The Department of Health and Human Services’ Office for Civil Rights (OCR) is the main enforcer of HIPAA regulations on patient privacy; however a recent decision by the 3rd Circuit U.S. Court of Appeals validates the Federal Trade Commission’s right to enforce cybersecurity regulations and take action against healthcare organizations that fail to protect the privacy of Americans
The FTC has not previously been overly concerned about healthcare industry data breaches, as this is an area already covered by the OCR; but with its powers to regulate cybersecurity now confirmed, there is a possibility that the agency will no longer stay on the side-lines, and may in fact start to take action against any healthcare organization failing to implement the necessary controls to keep confidential data private.
The FTC has become more involved in the investigation of data breaches resulting from hackers in recent months, following major security incidents that have exposed the data of millions of Americans. The FTC recently filed a lawsuit against the Wyndham Worldwide Corp (WWC) for engaging in “unfair cybersecurity practices,” with the hotel chain’s policies deemed to be “deceptive.” WWC was also found to have failed to implement robust security controls after suffering a major data breach in 2008.
The hotel chain has since suffered two further hacking incidents, which resulted in the records of over 600,000 customers being obtained by criminals. The data obtained in the attacks were used to rack up $10.6 million in fraudulent claims.
The FTC maintains that, in the guidance it issued on cybersecurity, all of the necessary controls to prevent the data breaches were explained in detail, but WWC did not heed its advice. That advice included the use of a firewall to protect computer networks, data encryption to safeguard sensitive data, and the guidance also explained the need to develop a breach response plan; should thieves gain access to protected data.
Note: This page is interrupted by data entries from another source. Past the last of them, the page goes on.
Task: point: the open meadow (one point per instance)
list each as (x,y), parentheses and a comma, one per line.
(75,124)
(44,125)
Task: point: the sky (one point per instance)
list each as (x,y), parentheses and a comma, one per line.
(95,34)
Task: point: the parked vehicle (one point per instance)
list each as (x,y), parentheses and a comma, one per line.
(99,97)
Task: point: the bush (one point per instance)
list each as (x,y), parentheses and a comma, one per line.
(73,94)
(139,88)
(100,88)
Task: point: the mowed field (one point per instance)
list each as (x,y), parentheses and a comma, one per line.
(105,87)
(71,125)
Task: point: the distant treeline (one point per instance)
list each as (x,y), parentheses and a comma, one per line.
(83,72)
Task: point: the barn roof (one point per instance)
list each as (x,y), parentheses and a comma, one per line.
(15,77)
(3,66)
Furthermore, had that advice been taken after the first data breach was suffered, it is probable that the second two breaches would have been avoided.
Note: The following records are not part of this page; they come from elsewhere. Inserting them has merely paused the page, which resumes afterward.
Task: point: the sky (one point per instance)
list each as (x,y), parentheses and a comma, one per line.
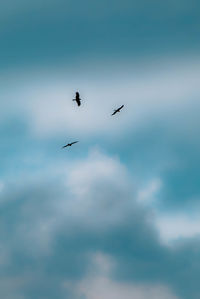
(116,215)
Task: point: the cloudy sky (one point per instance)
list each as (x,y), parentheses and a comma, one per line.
(117,215)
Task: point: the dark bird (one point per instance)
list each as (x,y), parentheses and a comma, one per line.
(117,110)
(69,144)
(77,99)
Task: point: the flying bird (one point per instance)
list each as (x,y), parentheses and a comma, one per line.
(77,99)
(69,144)
(117,110)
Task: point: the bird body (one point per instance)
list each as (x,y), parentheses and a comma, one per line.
(77,99)
(69,144)
(117,110)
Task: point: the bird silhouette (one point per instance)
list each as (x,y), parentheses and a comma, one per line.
(69,144)
(77,99)
(117,110)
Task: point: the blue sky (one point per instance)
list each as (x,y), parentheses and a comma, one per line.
(117,215)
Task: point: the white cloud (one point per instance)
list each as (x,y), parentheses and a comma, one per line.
(177,226)
(98,285)
(147,195)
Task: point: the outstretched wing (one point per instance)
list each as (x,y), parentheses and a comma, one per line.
(74,142)
(115,111)
(65,145)
(78,102)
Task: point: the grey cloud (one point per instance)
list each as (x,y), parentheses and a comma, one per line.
(49,234)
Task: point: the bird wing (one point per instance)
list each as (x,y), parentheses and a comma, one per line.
(78,102)
(65,145)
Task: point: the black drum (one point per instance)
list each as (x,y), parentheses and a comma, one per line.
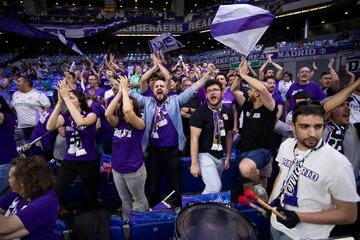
(213,221)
Recently, the 3rd Circuit Court ruled that the FTC should be allowed to proceed with the legal action against WWC, and that decision is likely to pave the way to further enforcement actions for cybersecurity failures. Those enforcement actions could, in theory at least, be extended to healthcare providers that fail to protect healthcare data.
At this stage it is not clear whether healthcare cybersecurity regulations are to be enforced by the FTC, but healthcare providers should be cautious. There could well be another agency looking to take action against them if they blatantly disregard HIPAA Rules, ignore and ignore FTC guidelines on data security and cybersecurity regulations.